Alam dan leluhur menjadi salah satu acuan untuk kehidupan. Alam telah menyediakan semuanya, tinggal bagaimana cara kita menjaga dan mengolahnya. Keberadaan leluhur sangat diagungkan, karena setiap leluhur mampu menjaga dan melindungi kita dari segala marabahaya. Itulah mengapa kepercayaan sunda wiwitan masih dipegang teguh oleh masyarakat lokal, terutama Kuningan Jawa Barat.
Sunda wiwitan bukan menjadi salah satu kepercayaan yang asing di telinga kita. Keyakinan ini merupakan bentuk asli masyarakat tradisional Sunda yang percaya terhadap kekuatan alam dan leluhur.Â
Kepercayaan Sunda wiwitan berpegang teguh kepada kekuasaan tertinggi pada Hyang Kersa (Yang Maha Kuasa) atau Nu Ngersakeun (Yang Menghendaki) yang memiliki kedudukan sama dengan Tuhan Yang Maha Esa. Penyebaran penganut ajaran ini terdapat dibeberapa daerah Provinsi Banten dan Jawa Barat seperti kanekes, Sukabumi, Garut, Cigugur, Kuningan.

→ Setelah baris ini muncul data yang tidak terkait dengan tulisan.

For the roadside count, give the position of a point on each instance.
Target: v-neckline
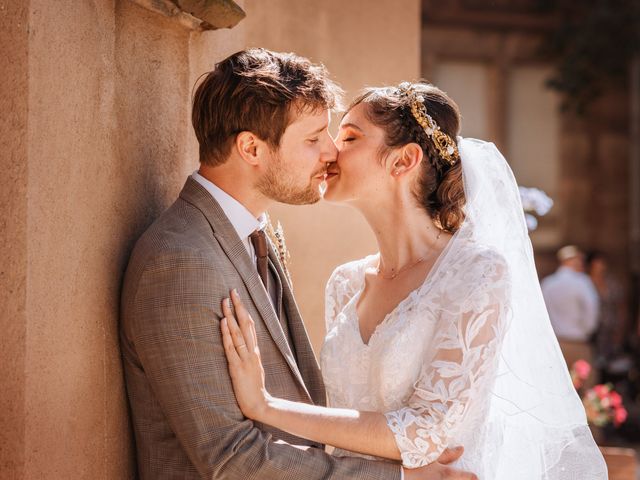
(356, 298)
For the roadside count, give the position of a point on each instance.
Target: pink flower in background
(582, 368)
(602, 404)
(602, 391)
(615, 399)
(620, 416)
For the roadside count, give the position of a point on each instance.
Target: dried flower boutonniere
(277, 238)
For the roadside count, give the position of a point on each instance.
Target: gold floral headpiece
(444, 144)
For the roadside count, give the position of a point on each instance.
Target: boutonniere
(277, 238)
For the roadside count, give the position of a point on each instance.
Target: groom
(261, 121)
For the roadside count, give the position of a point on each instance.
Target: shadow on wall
(152, 131)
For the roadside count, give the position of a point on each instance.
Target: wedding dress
(469, 357)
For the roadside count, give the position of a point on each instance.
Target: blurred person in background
(573, 305)
(609, 337)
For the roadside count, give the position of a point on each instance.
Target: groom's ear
(407, 158)
(249, 147)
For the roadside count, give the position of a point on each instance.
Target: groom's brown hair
(256, 90)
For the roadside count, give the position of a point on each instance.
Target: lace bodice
(430, 364)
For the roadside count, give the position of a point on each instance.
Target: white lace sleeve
(459, 369)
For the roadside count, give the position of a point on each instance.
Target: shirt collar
(242, 220)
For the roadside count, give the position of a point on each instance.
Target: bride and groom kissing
(439, 341)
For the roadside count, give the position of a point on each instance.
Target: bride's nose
(329, 152)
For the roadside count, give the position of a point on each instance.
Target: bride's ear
(408, 158)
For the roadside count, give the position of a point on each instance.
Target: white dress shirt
(242, 220)
(572, 302)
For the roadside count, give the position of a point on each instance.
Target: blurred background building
(96, 140)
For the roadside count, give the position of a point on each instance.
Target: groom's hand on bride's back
(440, 469)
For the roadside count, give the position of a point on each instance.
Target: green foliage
(592, 48)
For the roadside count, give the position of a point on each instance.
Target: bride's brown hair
(439, 190)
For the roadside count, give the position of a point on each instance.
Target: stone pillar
(14, 99)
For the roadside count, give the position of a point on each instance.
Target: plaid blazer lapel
(228, 239)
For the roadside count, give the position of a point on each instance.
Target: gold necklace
(408, 266)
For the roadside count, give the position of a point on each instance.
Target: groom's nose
(329, 152)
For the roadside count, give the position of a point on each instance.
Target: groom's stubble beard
(278, 184)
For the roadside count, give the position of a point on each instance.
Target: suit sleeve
(176, 335)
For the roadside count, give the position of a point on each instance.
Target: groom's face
(296, 170)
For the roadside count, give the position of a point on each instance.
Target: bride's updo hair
(439, 188)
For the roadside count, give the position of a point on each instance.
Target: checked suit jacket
(186, 421)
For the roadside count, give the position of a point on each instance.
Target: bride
(442, 338)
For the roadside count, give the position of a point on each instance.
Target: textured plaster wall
(96, 142)
(13, 233)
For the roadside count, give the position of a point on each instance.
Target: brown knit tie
(259, 241)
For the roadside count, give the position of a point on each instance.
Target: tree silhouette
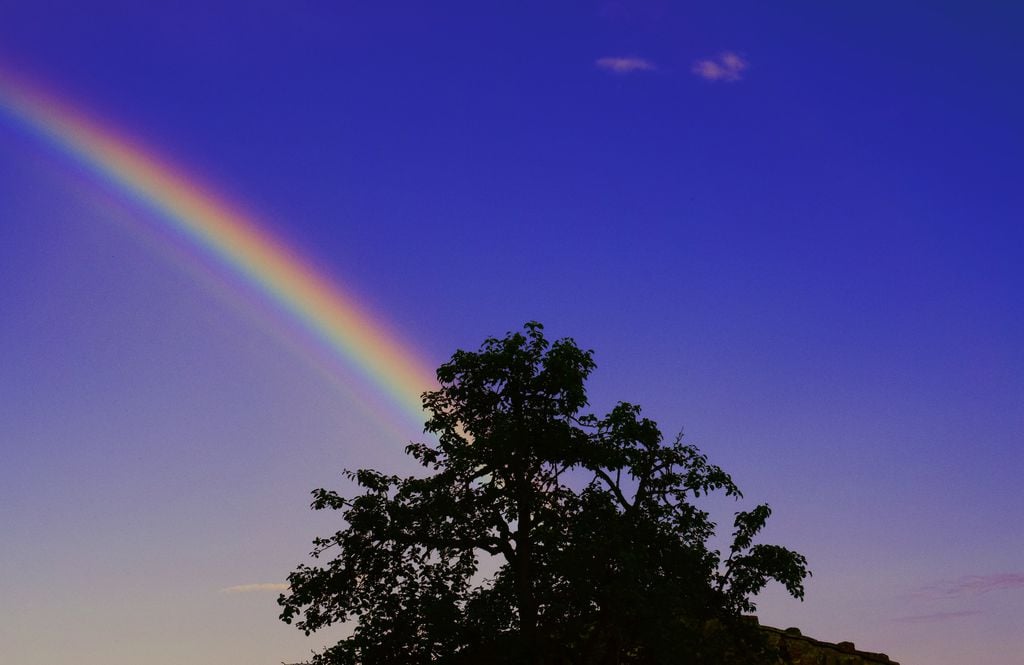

Masyarakat sunda wiwitan selalu menanamkan diri pada Adat Karuhun Urang (AKUR) dengan berperilaku dan hidup berdasarkan ajaran adat istiadat karuhun. Keyakinan ini lebih mengarah pada kegiatan positif dimana ajaran Sunda Wiwitan mengajarkan tentang melestarikan lingkungan, perlakuan baik terhadap alam, sumber air, dan adanya perlakuan yang mulia terhadap Dewi Sri atau Dewi Padi.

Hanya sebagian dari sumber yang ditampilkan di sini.